Happy Home Ed, Keris Stainton

Pages: 144
Publisher: self-published
Release Date: 28th August 2016
Edition: UK e-book, purchased,


Not sure home education is for you? Nor was Keris Stainton…

Keris Stainton had never really considered home education. It just seemed too radical. Eccentric. Different. Weird.

But it’s estimated that over 50,000 children are home educated in the UK and this figure is rising by 65% per year – they can’t all be weirdos, can they?

Turns out that deciding to take her 7-year-old son out of school was the perfect way to find out.

This book is a collection of Keris’s blog posts over two years of blogging about her family’s (hugely positive) experience of home edication. It also includes interviews with other home educating families, because one of the most interesting things about home ed is that everyone does it differently.

I don’t have children and I was traditionally educated all the way up to and through university, but I found Keris’s story of unschooling her boys fascinating.

Home ed is something that I've always seen as slightly strange – something for people who lives miles and miles from civilisation, are super religious or primarily an American thing. Keris completely changed my mind about it, and even though having children of my own is many, many years away from me, it’s now something I’ll seriously consider. It seems like something that would bring in the best things about school and take away the bits that made me anxious and unhappy.

I really wasn’t expecting Happy Home Ed to make me look so differently at my own experience at school, but it did. I was good at school: top sets, solid attendance, decent marks and a total goody two shoes, but I actually hated it most of the time and that was normal for me and my friends. Everything I did in lessons and in homework was driven by a fear of failing, of disappointing, my teachers, my mum and myself and I have to admit, that’s something that’s stuck with me into adulthood. So has the idea of having to buck up and get on with doing things I hate and that have no value to me – it’s a rite of passage, surely? Happy Home Ed challenged that idea for me and made me rethink my whole school experience. I suddenly realised that, with a few exceptions, I learned to achieve rather than learning to learn up until university when I chose to learn.

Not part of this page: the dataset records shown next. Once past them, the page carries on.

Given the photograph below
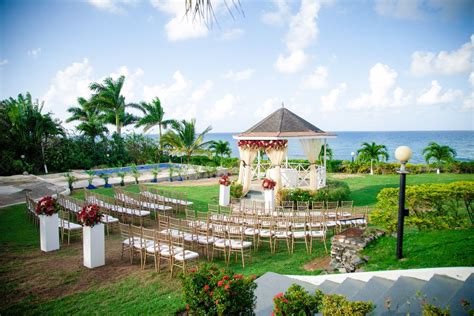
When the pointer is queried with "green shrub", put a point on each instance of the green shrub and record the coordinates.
(209, 290)
(337, 305)
(431, 206)
(334, 191)
(295, 301)
(236, 190)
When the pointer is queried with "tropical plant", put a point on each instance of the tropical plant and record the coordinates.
(70, 180)
(153, 115)
(92, 120)
(439, 153)
(91, 175)
(220, 149)
(372, 152)
(108, 98)
(122, 175)
(183, 139)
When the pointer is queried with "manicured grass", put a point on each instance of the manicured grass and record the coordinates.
(425, 249)
(364, 188)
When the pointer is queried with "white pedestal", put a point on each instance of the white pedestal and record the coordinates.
(269, 197)
(93, 245)
(49, 232)
(224, 195)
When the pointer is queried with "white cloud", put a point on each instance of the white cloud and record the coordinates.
(232, 34)
(239, 75)
(422, 9)
(201, 91)
(317, 79)
(445, 63)
(180, 27)
(268, 106)
(435, 95)
(278, 16)
(293, 63)
(113, 6)
(223, 107)
(35, 52)
(383, 93)
(329, 101)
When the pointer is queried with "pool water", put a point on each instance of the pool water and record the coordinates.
(139, 168)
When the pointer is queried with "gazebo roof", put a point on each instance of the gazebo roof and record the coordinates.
(283, 124)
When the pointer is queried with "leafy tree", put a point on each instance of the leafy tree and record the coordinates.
(184, 140)
(108, 98)
(91, 118)
(220, 149)
(153, 115)
(372, 152)
(439, 153)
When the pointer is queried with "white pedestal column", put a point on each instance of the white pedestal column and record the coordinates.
(269, 197)
(49, 232)
(224, 195)
(93, 245)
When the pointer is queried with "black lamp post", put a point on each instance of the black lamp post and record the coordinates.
(403, 154)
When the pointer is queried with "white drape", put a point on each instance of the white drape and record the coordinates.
(247, 156)
(276, 157)
(312, 148)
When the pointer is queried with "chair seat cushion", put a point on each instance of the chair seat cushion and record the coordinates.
(186, 255)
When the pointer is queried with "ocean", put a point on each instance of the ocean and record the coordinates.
(347, 142)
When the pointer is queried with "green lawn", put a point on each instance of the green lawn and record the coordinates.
(145, 292)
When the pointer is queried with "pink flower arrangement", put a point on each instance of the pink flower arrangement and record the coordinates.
(268, 184)
(89, 215)
(47, 206)
(224, 180)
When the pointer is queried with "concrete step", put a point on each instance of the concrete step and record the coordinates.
(348, 288)
(270, 284)
(437, 291)
(327, 286)
(466, 293)
(372, 290)
(397, 295)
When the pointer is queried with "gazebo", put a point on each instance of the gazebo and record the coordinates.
(271, 135)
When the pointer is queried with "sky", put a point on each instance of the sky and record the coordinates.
(343, 65)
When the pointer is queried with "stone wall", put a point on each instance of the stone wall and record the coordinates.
(345, 248)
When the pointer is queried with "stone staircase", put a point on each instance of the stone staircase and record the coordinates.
(398, 292)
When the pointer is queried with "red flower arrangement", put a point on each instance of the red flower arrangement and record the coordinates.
(47, 206)
(224, 180)
(277, 144)
(89, 215)
(268, 184)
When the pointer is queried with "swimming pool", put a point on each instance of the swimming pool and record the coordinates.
(139, 168)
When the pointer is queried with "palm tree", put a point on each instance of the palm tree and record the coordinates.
(220, 148)
(371, 152)
(440, 153)
(183, 139)
(108, 98)
(153, 115)
(92, 120)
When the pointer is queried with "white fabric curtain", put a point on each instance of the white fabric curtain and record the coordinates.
(312, 148)
(276, 157)
(247, 155)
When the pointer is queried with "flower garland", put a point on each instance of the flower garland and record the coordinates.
(224, 180)
(89, 215)
(268, 184)
(263, 144)
(47, 206)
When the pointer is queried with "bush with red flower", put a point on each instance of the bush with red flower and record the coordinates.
(268, 184)
(224, 180)
(89, 215)
(47, 206)
(209, 290)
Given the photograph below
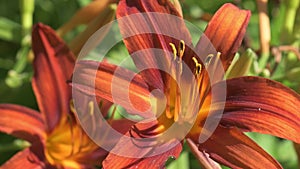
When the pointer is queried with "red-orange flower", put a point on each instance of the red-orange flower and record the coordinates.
(252, 104)
(57, 139)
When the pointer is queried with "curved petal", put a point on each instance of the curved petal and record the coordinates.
(22, 122)
(261, 105)
(234, 149)
(25, 159)
(135, 143)
(203, 158)
(53, 66)
(143, 26)
(225, 32)
(115, 84)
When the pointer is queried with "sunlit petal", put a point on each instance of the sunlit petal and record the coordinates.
(147, 31)
(225, 32)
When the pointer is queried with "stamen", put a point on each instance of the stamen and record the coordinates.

I stopped doing art after GCSE because an art exam is two solid school days of painting in silence and it wasn’t fun anymore. I didn’t pursue history into A-level because all we did was memorise figures and stats (and all about the wars, every. single. year.) for brutal exams. I continued with the sciences because I was good at them and they were a respectable career. I was pushed not to take English Lit at A-level because I was doing the sciences too, and I nearly didn’t. I can’t even imagine what I would have done without it – that class got me through the day at college, became my degree and is basically still my life.

Even if you aren’t considering home ed, this is still very much worth a read. So interesting!